If you’re a mommy blogger and one of the people who calls you ‘Mommy’ is a girl, it’s apparently your sworn duty to take to your blog and agonize over what’s been called the Princess Industrial Complex — the profit-sucking vortex of tiaras and pink tulle, of fairy-tale tea sets, glittery wands and folding deluxe castles. Show me a toddler in pink and I’ll show you a modern mother in crisis: Should I ban Cinderella for Halloween? Can I be a feminist and read Snow White at bedtime? My daughter’s obsessed with the handsome prince: Where did I go wrong??? Girl-culture expert Peggy Orenstein pretty much summed up the state of gender panic with her new book, Cinderella Ate My Daughter: Dispatches From the Front Lines of Girlie-Girl Culture. (You gotta love a title that conjures up Disney and military combat in one breath.)
So far I haven’t signed up for grenade duty in this particular culture war. Yes, I cringe at Rose’s tassled princess bike, which looks like cotton candy on training wheels. But she’s just as likely to be outside catching tree frogs as she is to be riding her pink chariot (or stealing my green eyeshadow, which she applies to her cheeks). What I am stressed about — what’s got me in a sick funk, like a sleepless beauty stalked by a beast across a dance floor — is the knowledge that when it comes to color in fairy tales, pink is the least of my problems.

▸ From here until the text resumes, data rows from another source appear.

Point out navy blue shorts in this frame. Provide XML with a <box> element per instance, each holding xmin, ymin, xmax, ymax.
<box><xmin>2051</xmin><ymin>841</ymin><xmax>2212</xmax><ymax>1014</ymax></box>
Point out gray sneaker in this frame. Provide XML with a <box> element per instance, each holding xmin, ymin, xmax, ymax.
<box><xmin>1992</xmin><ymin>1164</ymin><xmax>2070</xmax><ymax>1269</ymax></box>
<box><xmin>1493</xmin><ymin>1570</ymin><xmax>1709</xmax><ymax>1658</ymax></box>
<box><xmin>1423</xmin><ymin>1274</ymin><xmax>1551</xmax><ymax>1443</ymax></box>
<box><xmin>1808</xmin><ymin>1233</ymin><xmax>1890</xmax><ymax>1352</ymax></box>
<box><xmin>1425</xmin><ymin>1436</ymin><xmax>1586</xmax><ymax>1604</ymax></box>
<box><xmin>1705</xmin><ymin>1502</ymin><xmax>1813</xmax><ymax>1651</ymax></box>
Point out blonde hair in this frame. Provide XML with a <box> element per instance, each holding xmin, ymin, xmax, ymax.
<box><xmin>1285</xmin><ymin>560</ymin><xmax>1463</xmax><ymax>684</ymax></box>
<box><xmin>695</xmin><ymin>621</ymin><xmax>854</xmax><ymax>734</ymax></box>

Recently, I found myself at a princess birthday party in our neighborhood. I haven’t been to many of these, but when I got there, it felt like I had walked into a princess locker room at half-time, with all the princesses shooting up steroids. There was a princess bouncy castle, princess makeup sets, princess plastic rhinestone party favors, two princess cakes and, naturally, a princess performer who sparkled as she walked. Rose was the only preschooler there who came dressed in a tshirt and pants, which should have been a sign the day wouldn’t end well.
When the time came to sing Happy Birthday, out came the princess cake supplies: the pink-handled cake cutter, the pink-striped candles and a big old stack of princess napkins. There was one napkin for each Disney princess: Cinderella, Snow White, Ariel, Jasmine, Belle and Tiana — Tiana, of course being the sassy round-the-way black princess from New Orleans in the 2009 film The Princess and the Frog.

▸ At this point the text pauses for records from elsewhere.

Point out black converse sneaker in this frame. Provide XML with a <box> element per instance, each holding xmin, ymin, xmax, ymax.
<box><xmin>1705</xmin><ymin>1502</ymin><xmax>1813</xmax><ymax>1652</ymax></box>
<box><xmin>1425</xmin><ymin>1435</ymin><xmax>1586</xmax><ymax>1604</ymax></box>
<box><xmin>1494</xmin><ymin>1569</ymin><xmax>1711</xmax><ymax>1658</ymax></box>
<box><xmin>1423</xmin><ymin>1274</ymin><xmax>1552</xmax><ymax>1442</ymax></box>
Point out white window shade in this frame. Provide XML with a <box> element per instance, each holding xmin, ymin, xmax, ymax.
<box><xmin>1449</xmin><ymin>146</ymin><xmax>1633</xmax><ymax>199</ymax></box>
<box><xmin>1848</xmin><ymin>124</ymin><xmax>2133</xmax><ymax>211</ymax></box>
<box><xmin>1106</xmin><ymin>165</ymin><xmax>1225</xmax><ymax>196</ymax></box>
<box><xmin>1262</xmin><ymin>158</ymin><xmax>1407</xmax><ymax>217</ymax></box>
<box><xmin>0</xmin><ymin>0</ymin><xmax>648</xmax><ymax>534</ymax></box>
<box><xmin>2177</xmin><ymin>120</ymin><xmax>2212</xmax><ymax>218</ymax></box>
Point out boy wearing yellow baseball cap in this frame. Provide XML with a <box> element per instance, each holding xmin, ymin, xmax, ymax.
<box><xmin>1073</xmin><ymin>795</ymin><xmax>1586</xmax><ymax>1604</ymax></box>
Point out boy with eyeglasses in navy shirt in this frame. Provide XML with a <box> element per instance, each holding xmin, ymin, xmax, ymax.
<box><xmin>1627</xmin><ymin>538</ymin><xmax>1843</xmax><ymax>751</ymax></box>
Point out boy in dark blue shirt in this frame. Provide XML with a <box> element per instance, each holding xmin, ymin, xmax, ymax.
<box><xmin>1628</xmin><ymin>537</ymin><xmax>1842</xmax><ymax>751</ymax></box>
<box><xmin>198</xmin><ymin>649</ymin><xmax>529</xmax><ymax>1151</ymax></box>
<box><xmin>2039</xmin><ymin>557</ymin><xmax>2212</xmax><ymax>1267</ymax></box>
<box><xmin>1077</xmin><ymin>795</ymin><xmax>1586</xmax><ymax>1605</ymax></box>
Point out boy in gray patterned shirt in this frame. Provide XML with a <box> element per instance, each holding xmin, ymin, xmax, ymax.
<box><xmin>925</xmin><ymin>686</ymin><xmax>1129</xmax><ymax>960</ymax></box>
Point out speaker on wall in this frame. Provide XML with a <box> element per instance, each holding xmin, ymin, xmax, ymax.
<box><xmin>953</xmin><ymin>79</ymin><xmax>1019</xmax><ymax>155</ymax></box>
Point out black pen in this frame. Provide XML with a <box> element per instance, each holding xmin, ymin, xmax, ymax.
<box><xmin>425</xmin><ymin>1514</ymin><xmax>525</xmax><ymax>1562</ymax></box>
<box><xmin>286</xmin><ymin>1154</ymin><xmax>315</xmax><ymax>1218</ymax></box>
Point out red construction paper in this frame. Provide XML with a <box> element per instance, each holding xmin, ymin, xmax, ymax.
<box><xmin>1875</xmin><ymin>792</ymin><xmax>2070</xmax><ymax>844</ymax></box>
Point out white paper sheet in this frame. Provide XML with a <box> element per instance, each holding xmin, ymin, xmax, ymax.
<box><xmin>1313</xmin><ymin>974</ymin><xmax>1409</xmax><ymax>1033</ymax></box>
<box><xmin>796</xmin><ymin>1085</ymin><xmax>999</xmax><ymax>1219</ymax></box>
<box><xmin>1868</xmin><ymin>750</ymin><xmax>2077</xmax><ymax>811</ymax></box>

As the line of 3-year-olds formed and the cake-cutting assembly line began, something unbelievable happened. I watched in silence, and what I witnessed chilled me to the bone: Every time the Tiana napkin came up, the mommy napkin distributor laid it aside and picked up the napkin underneath. She laid it aside, and took the napkin underneath. Aside, underneath. Aside, underneath.

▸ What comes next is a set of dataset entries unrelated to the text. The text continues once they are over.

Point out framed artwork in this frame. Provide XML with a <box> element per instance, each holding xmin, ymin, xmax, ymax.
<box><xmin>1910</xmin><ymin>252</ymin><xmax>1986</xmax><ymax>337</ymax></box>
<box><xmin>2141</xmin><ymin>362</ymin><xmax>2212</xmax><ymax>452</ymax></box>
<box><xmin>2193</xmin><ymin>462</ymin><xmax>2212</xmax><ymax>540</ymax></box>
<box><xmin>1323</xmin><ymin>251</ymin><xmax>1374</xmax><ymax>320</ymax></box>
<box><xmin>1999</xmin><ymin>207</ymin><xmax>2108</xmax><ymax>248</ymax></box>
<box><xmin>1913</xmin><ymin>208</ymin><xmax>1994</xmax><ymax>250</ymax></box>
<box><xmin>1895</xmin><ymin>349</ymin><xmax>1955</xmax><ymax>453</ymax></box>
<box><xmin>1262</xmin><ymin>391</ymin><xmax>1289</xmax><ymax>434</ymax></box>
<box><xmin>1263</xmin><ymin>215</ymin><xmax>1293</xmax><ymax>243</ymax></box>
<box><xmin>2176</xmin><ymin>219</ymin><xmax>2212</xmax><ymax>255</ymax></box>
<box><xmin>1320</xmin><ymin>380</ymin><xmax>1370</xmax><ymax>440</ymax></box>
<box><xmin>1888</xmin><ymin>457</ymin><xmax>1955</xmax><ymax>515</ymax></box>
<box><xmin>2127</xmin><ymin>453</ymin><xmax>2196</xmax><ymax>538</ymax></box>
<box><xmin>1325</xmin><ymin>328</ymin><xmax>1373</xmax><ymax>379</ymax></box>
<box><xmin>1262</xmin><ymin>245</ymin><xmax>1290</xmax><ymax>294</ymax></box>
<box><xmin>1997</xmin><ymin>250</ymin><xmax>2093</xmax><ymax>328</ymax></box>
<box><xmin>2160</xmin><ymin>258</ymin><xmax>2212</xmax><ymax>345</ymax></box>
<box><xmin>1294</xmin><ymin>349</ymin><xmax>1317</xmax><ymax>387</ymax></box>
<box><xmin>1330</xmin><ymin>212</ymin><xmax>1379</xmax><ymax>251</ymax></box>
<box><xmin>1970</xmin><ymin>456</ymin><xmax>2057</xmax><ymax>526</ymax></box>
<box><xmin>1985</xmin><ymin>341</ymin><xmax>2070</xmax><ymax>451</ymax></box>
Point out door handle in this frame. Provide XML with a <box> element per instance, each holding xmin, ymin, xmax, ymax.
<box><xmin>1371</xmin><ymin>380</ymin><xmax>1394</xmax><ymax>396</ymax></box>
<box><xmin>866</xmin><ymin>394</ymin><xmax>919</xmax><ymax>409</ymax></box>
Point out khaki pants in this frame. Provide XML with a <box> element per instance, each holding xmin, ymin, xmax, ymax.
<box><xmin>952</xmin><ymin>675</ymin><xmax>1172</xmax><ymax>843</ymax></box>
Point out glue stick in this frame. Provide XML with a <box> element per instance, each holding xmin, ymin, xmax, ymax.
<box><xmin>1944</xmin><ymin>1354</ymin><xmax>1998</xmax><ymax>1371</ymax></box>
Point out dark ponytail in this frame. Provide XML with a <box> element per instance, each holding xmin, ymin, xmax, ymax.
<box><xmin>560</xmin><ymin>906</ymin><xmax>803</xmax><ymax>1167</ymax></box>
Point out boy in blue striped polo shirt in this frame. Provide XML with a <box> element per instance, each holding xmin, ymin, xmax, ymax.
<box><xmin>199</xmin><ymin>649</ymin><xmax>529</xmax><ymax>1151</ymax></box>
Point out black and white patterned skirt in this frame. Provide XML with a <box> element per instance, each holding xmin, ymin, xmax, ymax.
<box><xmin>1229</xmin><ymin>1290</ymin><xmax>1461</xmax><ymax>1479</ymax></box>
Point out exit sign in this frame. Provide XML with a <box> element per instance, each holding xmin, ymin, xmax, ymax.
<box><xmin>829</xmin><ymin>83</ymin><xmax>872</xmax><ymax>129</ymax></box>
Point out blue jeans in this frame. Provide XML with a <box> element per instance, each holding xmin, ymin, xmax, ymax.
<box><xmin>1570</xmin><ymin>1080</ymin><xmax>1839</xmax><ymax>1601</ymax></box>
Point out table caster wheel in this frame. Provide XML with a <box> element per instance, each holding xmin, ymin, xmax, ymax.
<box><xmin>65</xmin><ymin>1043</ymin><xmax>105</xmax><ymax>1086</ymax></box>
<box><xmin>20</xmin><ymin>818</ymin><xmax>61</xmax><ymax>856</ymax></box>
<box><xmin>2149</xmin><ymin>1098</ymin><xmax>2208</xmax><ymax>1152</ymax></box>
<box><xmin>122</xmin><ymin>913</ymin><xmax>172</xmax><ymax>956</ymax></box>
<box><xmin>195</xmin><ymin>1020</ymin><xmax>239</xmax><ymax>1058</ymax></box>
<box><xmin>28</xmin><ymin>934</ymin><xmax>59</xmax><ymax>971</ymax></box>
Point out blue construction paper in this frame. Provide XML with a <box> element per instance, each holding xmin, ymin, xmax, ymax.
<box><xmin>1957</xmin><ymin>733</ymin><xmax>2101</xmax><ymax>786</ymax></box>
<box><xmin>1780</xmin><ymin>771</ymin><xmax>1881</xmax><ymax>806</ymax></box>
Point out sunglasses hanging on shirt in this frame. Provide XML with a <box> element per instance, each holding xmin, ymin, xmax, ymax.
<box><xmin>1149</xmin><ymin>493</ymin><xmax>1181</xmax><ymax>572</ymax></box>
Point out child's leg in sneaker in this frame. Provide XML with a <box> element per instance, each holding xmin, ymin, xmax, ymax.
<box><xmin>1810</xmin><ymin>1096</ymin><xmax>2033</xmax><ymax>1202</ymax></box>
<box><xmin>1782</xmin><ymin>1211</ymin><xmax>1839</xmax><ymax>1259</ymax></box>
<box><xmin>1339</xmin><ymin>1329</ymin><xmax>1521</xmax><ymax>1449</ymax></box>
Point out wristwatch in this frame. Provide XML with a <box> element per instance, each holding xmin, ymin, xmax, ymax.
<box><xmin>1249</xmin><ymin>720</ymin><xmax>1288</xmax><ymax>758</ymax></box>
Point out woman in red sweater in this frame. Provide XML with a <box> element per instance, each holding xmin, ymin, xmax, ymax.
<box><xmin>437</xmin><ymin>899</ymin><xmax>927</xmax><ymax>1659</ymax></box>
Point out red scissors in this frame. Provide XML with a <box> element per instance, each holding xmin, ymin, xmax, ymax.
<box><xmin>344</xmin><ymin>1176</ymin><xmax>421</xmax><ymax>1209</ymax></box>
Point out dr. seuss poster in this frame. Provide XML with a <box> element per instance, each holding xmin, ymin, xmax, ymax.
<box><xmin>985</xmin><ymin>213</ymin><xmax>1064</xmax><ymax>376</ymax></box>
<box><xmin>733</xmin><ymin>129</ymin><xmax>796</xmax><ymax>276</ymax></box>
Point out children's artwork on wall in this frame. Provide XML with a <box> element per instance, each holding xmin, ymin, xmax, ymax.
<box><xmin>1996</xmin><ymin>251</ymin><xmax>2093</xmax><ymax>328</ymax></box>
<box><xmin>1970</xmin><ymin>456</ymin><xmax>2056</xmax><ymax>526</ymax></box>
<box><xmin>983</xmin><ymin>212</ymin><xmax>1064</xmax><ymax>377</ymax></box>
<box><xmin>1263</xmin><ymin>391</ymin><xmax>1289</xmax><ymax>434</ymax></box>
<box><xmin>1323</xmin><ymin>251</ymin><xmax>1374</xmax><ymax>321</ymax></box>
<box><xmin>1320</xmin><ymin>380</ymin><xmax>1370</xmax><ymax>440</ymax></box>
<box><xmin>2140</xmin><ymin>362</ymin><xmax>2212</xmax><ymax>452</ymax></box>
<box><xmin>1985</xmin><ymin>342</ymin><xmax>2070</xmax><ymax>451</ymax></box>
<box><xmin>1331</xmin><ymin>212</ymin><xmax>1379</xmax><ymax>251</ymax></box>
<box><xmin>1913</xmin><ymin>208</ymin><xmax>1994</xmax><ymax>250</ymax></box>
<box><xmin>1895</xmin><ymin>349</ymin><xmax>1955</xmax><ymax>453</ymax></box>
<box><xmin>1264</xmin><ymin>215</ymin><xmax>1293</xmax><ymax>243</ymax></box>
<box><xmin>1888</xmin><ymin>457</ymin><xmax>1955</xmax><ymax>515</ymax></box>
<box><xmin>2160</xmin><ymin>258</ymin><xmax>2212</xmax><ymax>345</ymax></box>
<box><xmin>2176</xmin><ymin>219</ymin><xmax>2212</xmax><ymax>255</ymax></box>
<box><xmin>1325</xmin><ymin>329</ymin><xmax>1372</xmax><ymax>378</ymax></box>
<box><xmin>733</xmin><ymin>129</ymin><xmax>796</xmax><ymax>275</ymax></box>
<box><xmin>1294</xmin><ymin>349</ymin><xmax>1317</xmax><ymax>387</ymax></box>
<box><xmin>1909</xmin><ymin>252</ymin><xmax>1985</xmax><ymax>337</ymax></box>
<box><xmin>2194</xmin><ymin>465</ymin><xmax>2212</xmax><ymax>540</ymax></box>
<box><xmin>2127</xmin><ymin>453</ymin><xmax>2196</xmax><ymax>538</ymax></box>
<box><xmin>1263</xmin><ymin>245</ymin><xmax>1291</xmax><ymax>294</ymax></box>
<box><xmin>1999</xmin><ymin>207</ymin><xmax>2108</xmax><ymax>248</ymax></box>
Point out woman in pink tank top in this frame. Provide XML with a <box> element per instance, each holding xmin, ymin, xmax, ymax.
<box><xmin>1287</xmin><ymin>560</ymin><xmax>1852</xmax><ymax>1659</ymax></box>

Do you know those scenes in Hollywood movies when a character in a crowded room has a moment of Disillusionment, when all ambient noise falls away and the action shifts to slow motion? I always roll my eyes when movies do that. But as the pile of discarded Tiana napkins materialized on the Corian counter, I fell into my own movie. Everybody else was fine – better than fine, actually. Kids were singing Ring Around the Rosie or waving wands made from pink and purple balloons. Frosting covered my daughter’s mouth. The only dark skin in the room belonged to Tiana and me. And like her, I was gagged. Smiling, unable to speak, wishing my quiet, murderous wish upon a shooting star.